Your Share of the Pie – International Investing For South Africans

International markets have been attracting South African Investors for decades. Drawn by the potential for high returns, the diversification benefits from low correlations with emerging markets, strong foreign currencies and as a form of political insurance many South Africans want to invest overseas. Many already have.

In April last year I wrote a column for this newspaper entitled “You can only gain from a good foreign currency strategy”. Everything said then still holds true and investors would have made significant gains if they had invested in the currencies discussed.
Problematically most South Africans have the vast majority of their assets in South Africa and they are therefore denominated in Rands. South Africa is classified as an emerging market and represents less than one percent of all investable markets. Conversely this means that more than 99 percent of the available universe of investments is ignored.

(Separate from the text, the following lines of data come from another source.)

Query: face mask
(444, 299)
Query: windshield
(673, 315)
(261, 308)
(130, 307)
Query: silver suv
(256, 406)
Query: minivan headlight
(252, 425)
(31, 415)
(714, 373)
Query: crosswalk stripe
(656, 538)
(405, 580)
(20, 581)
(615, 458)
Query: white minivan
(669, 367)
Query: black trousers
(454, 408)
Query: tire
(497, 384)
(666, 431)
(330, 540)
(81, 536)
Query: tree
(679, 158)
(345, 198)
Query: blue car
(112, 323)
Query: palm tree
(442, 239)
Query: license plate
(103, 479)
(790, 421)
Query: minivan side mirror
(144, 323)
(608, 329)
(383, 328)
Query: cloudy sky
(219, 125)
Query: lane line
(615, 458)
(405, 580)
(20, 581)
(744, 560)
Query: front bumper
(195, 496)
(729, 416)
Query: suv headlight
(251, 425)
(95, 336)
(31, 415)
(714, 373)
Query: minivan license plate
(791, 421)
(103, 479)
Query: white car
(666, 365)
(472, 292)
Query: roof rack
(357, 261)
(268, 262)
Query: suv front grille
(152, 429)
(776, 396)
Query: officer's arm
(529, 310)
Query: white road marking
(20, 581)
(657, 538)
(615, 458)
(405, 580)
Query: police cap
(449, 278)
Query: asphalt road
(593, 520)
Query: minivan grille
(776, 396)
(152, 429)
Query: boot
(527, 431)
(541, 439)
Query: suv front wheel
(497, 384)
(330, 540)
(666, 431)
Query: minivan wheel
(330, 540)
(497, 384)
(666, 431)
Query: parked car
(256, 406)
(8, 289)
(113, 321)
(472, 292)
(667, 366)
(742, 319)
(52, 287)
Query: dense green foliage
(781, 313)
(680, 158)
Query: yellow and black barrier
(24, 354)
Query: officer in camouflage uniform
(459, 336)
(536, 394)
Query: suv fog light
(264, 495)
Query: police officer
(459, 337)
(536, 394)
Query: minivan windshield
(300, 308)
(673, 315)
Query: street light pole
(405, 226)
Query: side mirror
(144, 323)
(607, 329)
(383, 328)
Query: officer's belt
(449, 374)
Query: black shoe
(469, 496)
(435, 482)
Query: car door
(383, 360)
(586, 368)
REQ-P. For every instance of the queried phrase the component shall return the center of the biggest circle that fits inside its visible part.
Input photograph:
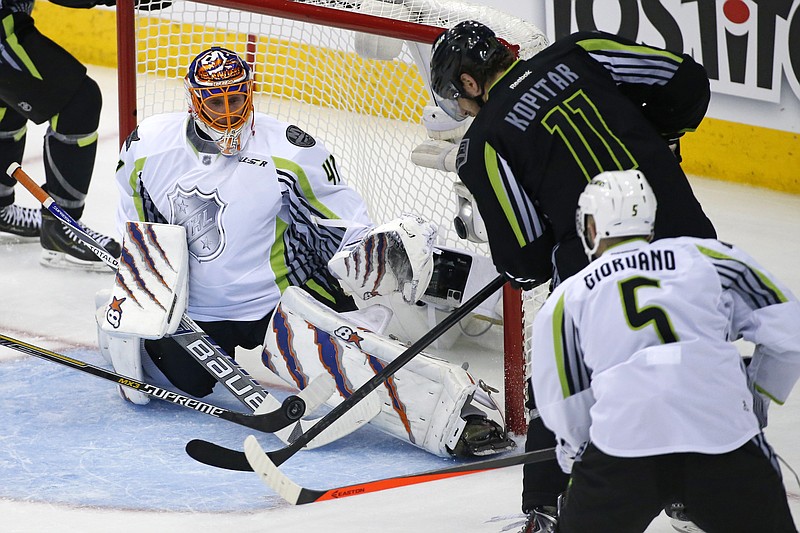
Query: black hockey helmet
(464, 48)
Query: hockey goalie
(431, 403)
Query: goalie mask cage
(353, 74)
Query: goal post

A further problem with emerging markets is that although at times they can show very strong growth, they all have a tendency to display extreme volatility. Circumstances can change quite rapidly as emerging markets mature and become sophisticated.

By moving some assets into mature markets (the United States or Europe), you gain the safety of diversification. Furthermore, you gain the opportunity to choose from a much wider asset class. Excellence and performance is not confined to a specific corner of the world. Superb managers work day and night wherever they may be and capitalise on every opportunity they find no matter where it is. If you search worldwide, you will find more advantageous prices than if you stick to only one country.

Of course, there are detractors, such as governments with exchange controls that discourage or forbid citizens to invest overseas. This, in itself, is a warning and should convince you.

Trevor Manual once said that South Africans would rather lose money on the Nasdaq than make money on the JSE Securities Exchange. With respect, this completely misses the point. As a country still striving to complete the democratisation process and with a tax regime based on worldwide income, exchange controls have overstayed their welcome. Furthermore, how can we plausibly argue the viability of South Africa as an investment destination when we do not have the courage to completely scrap exchange controls.

Our government is on record, however, of saying that the scrapping of exchange controls is not a matter of if, but when. The abolishing of these laws would send a powerful signal to the international investment community.

Investing overseas remains a complex matter. The investment universe is huge. There are approximately 40 000 mutual funds and 10 000 large capitalisation stocks. Opportunity ranges from stocks to bonds, hedge funds and thousands of derivative products.

Each investment opportunity needs to be studied to determine its place and appropriateness in terms of characteristics of risk and potential return.

Also, unlike South Africa, overseas countries have many different markets. The US, for example, has a number of stock exchanges that have different trading methods and services. The main US markets are the New York Stock Exchange (NYSE) and the National Association of Security Dealers’ Automated Quotations (NASDAQ).

The Nasdaq is typically home to high-tech companies and is totally computerised. Trading takes place via computers without a trading floor, similar to the system now used by the JSE.

The NYSE is home to the old economy smoke stack – type companies and operates in the old – fashioned way, where brokers and specialists trade on the floor of the exchange.

Notwithstanding the difficulty and trepidation of investing abroad, globalisation increases daily. Foreign and local markets are increasingly integrated and investors who do not educate themselves and who are unfamiliar with international investments will find themselves at a growing competitive disadvantage.